Mon arrière grand-mère maternelle était chiffonnière, « biffine » comme on disait alors dans le langage populaire de Paris, ma grand-mère, marchande de quatre saisons, ma mère ouvrière, comme mon père. Je n'ai pas connu cette arrière grand-mère, mais sa fille -ma grand-mère- m'a laissé entrevoir la culture qu'elle a reçue. Ce que je retiens de ma grand-mère -que j'allais voir travailler rue Nationale dans le 13ème arrondissement quand j'étais lycéen- c'est sa joie de vivre jusqu'à sa mort dont j'ai assumé toute la plénitude. C'est avec elle et avec mes parents que j'ai appris à chanter, à danser, à manger, à rire, à souffrir et à être solidaire avec les autres.

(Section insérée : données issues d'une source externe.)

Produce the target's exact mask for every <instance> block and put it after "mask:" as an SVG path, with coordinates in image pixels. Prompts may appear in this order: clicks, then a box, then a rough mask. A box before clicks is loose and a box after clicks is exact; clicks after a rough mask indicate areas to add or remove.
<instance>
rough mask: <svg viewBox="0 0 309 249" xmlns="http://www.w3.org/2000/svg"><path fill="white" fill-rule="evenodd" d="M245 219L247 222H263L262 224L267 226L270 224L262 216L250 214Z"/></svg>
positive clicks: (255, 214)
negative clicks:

Dès lors, on comprendra que j'ai d'emblée accepté de participer, à ma manière, comme questionneur « empathique » à la Sorbonne, au remarquable travail de recherche accompli par les militants du Quart-Monde, les volontaires et les universitaires. Leur livre sur le croisement des savoirs m'a paru tout à fait important et j'ai annexé plusieurs textes sur ce sujet à mon site web du Centre de recherche sur l'imaginaire social que je dirige. 1J'ajouterai dans quelque temps cet article, sans doute développé, accompagné de plusieurs évaluations d'étudiants ayant suivi cet enseignement.

C'est la raison pour laquelle j'ai décidé de créer une unité d'enseignement de second cycle en sciences de l'éducation dans mon université Paris 8, dès la rentrée 1999-2000.

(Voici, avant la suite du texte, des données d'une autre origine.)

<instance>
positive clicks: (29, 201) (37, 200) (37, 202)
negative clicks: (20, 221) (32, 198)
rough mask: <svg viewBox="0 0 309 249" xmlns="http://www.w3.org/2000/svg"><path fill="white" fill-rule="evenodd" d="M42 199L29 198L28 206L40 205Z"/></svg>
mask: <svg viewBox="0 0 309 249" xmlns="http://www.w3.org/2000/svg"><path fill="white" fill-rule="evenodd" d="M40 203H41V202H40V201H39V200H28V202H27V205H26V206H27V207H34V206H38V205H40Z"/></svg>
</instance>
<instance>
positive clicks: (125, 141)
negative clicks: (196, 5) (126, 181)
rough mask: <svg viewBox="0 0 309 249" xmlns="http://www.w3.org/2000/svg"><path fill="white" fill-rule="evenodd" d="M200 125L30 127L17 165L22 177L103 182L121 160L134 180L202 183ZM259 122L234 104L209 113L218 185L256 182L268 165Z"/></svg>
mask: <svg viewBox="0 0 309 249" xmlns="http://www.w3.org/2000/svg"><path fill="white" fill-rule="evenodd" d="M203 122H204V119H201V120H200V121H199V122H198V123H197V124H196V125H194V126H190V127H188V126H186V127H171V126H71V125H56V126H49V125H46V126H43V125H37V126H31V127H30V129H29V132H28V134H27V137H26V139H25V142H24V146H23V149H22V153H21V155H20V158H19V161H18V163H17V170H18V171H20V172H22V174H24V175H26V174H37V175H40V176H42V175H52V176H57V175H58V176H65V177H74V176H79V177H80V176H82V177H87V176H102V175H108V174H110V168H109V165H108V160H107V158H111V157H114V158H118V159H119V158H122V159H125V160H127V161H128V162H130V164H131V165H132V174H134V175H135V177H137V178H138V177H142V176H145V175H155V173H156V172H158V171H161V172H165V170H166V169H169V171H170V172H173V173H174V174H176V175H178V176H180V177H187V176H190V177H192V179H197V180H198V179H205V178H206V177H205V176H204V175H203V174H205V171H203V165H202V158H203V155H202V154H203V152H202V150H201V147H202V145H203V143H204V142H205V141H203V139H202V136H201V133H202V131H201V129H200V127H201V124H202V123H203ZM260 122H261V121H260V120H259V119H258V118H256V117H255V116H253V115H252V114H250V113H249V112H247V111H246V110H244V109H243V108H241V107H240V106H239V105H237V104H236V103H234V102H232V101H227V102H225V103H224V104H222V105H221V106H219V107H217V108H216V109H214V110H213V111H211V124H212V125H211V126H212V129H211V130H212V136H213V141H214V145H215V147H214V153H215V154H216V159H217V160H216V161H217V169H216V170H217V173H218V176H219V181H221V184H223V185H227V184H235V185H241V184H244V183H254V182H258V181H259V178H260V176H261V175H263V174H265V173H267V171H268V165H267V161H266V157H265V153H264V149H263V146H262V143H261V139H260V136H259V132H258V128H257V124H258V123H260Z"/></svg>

La mise en œuvre de l'unité d'enseignement

Cette unité d'enseignement de deuxième cycle a réuni une trentaine d'étudiants, d'âge plutôt supérieur à la moyenne, dont plusieurs travailleurs sociaux, éducateurs ou enseignants. Un certain nombre avaient connu une situation existentielle assez proche de la pauvreté.

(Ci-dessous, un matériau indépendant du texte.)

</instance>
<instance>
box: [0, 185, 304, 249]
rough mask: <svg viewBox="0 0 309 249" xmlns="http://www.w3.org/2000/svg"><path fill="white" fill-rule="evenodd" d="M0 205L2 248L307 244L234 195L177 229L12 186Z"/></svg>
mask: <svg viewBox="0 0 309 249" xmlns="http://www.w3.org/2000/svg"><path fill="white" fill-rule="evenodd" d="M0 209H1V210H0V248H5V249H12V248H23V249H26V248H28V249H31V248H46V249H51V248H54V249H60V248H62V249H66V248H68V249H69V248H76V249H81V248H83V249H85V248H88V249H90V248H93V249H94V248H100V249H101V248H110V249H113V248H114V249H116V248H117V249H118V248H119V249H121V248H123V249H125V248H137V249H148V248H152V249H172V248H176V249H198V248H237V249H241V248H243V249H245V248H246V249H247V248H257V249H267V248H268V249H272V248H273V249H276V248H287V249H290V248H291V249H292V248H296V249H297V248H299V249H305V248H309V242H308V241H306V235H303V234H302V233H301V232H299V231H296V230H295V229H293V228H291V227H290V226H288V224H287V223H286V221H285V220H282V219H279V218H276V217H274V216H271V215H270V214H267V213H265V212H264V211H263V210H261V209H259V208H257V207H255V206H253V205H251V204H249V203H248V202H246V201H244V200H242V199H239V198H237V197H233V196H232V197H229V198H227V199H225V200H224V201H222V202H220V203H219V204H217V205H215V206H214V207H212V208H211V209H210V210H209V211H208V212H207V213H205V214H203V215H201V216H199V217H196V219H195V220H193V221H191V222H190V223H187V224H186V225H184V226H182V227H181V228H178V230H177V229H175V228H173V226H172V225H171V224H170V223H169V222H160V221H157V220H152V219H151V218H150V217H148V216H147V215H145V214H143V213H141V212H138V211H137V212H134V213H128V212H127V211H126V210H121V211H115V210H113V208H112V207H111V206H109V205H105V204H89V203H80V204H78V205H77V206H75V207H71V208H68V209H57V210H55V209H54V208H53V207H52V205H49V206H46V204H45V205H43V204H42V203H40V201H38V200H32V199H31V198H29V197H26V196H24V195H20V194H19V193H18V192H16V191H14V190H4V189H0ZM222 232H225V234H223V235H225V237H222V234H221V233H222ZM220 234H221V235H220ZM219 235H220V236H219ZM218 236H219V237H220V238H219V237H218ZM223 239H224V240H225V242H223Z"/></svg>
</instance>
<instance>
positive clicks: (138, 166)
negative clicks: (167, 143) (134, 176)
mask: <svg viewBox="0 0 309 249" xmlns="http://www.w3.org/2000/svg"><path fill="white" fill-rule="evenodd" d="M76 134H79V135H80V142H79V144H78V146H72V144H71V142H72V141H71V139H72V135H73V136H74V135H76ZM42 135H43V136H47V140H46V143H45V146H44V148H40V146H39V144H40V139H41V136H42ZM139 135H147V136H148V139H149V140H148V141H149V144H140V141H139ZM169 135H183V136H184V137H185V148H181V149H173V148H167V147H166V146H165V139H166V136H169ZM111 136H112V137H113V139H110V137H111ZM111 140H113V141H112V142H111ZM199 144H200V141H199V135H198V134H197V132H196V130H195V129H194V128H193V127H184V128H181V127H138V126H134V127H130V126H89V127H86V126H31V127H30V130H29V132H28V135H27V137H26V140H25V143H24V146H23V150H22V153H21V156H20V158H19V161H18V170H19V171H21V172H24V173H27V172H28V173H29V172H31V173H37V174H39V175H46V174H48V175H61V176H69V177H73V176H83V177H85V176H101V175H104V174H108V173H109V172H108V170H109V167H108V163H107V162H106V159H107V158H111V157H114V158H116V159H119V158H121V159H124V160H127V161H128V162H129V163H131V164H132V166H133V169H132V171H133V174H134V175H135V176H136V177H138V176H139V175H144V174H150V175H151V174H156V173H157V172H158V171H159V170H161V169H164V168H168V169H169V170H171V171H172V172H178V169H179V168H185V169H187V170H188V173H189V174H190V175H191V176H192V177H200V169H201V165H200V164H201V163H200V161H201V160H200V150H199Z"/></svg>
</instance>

J'ai voulu organiser cette unité d'enseignement suivant le mode de travail en recherche-action existentielle que je recommande pour tout ce qui concerne la vie affective des groupes. J'ai donc demandé aux étudiants de se regrouper en équipe de travail de cinq à six personnes à partir des cinq thèmes constituant la structure du livre sur le croisement des savoirs. Chaque équipe devait explorer l'ensemble de cette recherche et la replacer dans le cadre de la méthodologie générale de la recherche-action. Elle devait également partir de l'implication de ses membres, en explorant et en partageant leur histoire de vie. Chaque équipe faisait un travail approfondi sur le thème choisi, sans s'interdire d'entrer en « échoïsation », comme dit Jacques Cosnier2, en fonction de leur propre vécu. Chaque équipe a tenu son journal d'équipe au fil des séances, suivant la méthode du « journal d'itinérance » que je préconise. Elle a présenté, lors des dernières séances, le résultat de son travail, en s'efforçant d'être pédagogue pour l'ensemble du groupe... Par ailleurs, chaque membre de l'équipe avait à écrire une fiche de lecture sur un des livres recommandés, dont évidemment « Le Croisement des savoirs » qui a fait, dès lors, un « bond » d'achat à la librairie de l'université. Il faut signaler une innovation importante. Au moment des exposés de fin d'unité d'enseignement par équipe (tous les étudiants ont pris la parole dans chaque groupe), deux acteurs-auteurs de ce livre sont venus, chaque semaine, discuter avec les étudiants. Je tiens à les en remercier chaleureusement.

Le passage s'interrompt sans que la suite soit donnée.